Of course. Are we to praise God for His blessings, but be unwilling to also accept the suffering by which He is shaping us into the very image of His Son – Jesus who also suffered unimaginably on our behalf? How can we truly say that we trust in God’s perfect will for us when He blesses us if we are not also willing to assume that God’s will for us is perfect and for our benefit even when we don’t understand His plans and suffer in the midst of them? Furthermore, in this situation my mind flashes back to a day in December many years ago. On that day, I stood beside a fountain with Sue and a small gathering of our friends. Before that gathering, and in the sight of God Almighty, I joyfully made a solemn promise…
“I, Brian, take you, Susan, to be my wife, to have and to hold from this day forward, for better, for worse, for richer, for poorer, in sickness and in health, to love and to cherish, till death do us part.”
I would not pretend that I have fulfilled that promise perfectly, or even very well, but I can honestly assure you that when I entered into that covenant, I did not do so lightly or unthinkingly. When I made that promise I did so with every intention of fulfilling it to the best of my ability. My intention in that regard has not faltered, and never will. The promise is in force until death. What then? Am I to accept the benefits of marriage, and shun its burdens and duties. Quite the contrary – it is an honor and a blessing from God Almighty that He has entrusted His beloved daughter into my care, and humbling indeed when I consider my own weaknesses. Yet I know and trust that it is God who empowers me to fulfill this mission with which He has entrusted me. I praise God that He has blessed me with this mission.

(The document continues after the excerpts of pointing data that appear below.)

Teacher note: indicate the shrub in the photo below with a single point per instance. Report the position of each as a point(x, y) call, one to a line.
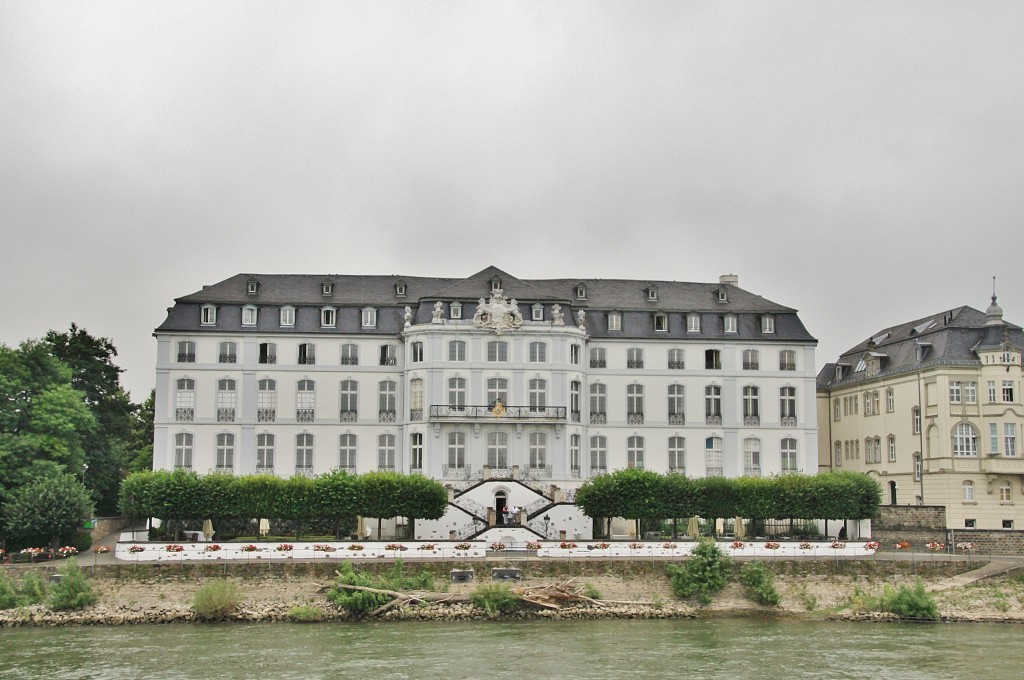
point(704, 574)
point(73, 591)
point(216, 599)
point(909, 602)
point(496, 600)
point(759, 583)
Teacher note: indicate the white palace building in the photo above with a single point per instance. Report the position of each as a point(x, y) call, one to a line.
point(511, 391)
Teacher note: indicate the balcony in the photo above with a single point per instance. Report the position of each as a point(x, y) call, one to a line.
point(513, 413)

Okay, but what if it kills her? How can you possibly praise God for THAT?
Like every human being since the fall of man in the Garden of Eden, some malady or event will one day kill both Sue and me. Perhaps we will die together, perhaps separately, but like all sinful mankind our death is a certainty (see Romans 3:23 & 6:23). Yet even in this, God is to be praised!
By coming in the flesh and living the perfectly sinless life no mere human being could, Jesus God the Son was able to become the perfect sacrifice for the sins of all mankind that God the Father required to reconcile Himself with sinful man. Dying on the cross Jesus took upon Himself the punishment of death for the sins of all. As Paul wrote to the ancient church at Corinth – For He made Him who knew no sin to be sin for us, that we might become the righteousness of God in Him. (2 Corinthians 5:21) Furthermore, Jesus proved by His own resurrection, that we too may partake of eternal life in the presence of Almighty God. Jesus Himself explained His purpose in becoming a man to the Jewish leader Nicodemus – For God so loved the world that He gave His only begotten Son, that whoever believes in Him should not perish but have everlasting life. For God did not send His Son into the world to condemn the world, but that the world through Him might be saved. (John 3:16-17) Therefore the specter of Sue’s death from this infection or from any other cause holds no more fear for me, and neither does the prospect of my own death.
So when this corruptible has put on incorruption, and this mortal has put on immortality, then shall be brought to pass the saying that is written:1 Corinthians 15:54-55
“Death is swallowed up in victory.”
“O Death, where is your sting?
O Hades, where is your victory?”
What could God possibly do more praiseworthy than sacrificing Himself on the cross for me and for Sue and for you so that we might partake of eternal life in the very presence of His glory?